At the time, the Sixers were struggling. Harden, however, was taking the long view. It's not that he didn't care; it's that he was finally healthy, and finally feeling like himself on the court, and finally playing for a team which he felt valued the work required to compete for a championship. I asked if he could pinpoint a specific time when, after the tumult of the last few years, things felt most dire.
"I don't want to even think about it," he said. "I don't need people feeling sorry for me, and I don't want to even bring it up anymore because I'm past it. And I do a really good job of not listening to what people say because at the end of the day, it's their opinion.
"But it was definitely that you hear people talking and it was just one of those motivational things where I don't need motivation, but it definitely motivated me to go out there and put in the work."

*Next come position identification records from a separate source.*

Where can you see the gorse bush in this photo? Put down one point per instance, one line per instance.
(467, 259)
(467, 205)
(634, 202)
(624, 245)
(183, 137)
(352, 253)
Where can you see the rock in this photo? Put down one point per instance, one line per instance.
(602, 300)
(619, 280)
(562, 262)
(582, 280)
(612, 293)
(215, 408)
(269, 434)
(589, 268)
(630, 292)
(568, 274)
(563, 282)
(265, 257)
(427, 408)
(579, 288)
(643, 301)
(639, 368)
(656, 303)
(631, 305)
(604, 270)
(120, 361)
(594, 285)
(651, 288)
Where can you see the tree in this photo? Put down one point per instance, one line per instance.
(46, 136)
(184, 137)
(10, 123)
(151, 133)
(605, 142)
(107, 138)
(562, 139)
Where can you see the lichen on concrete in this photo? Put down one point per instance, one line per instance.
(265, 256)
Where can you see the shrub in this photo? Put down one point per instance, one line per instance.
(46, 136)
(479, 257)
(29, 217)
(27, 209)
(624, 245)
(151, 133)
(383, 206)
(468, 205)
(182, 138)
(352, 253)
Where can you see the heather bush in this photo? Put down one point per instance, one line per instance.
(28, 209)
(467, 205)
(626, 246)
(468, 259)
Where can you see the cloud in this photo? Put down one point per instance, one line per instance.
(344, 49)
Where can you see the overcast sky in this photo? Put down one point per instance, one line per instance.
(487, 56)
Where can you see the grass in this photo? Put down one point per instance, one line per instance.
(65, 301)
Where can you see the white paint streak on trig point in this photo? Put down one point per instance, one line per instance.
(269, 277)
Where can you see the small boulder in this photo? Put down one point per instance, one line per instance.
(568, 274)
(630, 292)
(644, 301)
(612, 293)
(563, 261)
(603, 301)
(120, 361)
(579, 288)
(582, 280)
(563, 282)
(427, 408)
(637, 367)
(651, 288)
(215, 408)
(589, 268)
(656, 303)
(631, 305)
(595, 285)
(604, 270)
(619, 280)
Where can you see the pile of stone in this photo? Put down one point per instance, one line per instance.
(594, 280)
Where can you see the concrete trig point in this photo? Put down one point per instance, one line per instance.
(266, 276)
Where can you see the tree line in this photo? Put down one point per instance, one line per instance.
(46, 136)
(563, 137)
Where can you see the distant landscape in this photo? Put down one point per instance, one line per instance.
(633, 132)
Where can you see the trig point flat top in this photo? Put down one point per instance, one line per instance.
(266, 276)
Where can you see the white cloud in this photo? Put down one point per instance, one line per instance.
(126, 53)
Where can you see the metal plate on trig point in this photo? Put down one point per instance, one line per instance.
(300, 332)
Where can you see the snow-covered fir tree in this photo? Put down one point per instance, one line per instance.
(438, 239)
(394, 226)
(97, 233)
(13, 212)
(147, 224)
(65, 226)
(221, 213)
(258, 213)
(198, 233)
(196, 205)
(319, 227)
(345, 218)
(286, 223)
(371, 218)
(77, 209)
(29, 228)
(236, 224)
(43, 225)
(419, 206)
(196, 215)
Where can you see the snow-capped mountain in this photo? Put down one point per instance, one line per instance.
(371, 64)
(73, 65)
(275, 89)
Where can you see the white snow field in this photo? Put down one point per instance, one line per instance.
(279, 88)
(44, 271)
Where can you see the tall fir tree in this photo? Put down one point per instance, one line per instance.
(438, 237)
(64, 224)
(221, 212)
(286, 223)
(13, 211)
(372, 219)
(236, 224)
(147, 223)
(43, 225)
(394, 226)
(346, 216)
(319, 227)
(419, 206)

Harden does this often. He'll say how little attention he pays to public opinion and then follow that up by citing public opinion and why it's wrong. I told him that I'd noticed this, and I assumed it was because someone who has worked as hard and accomplished as much as he has couldn't help but be bothered when hearing people label his career a failure.
"Don't you care about how you'll be remembered?" I asked.
"Of course," he said, his voice growing stern, "and I'm gonna be remembered in basketball!"
He leaned forward. "So, of course, I care, but people are going to talk no matter what. But I care about, like, winning and things that are important and matter. I don't care about things that don't matter, that are gonna be a story for 24 or 48 hours and then go away.
"I'm one of the people that changed the game of basketball," he continued. "Honestly, the only thing that I'm missing is a championship."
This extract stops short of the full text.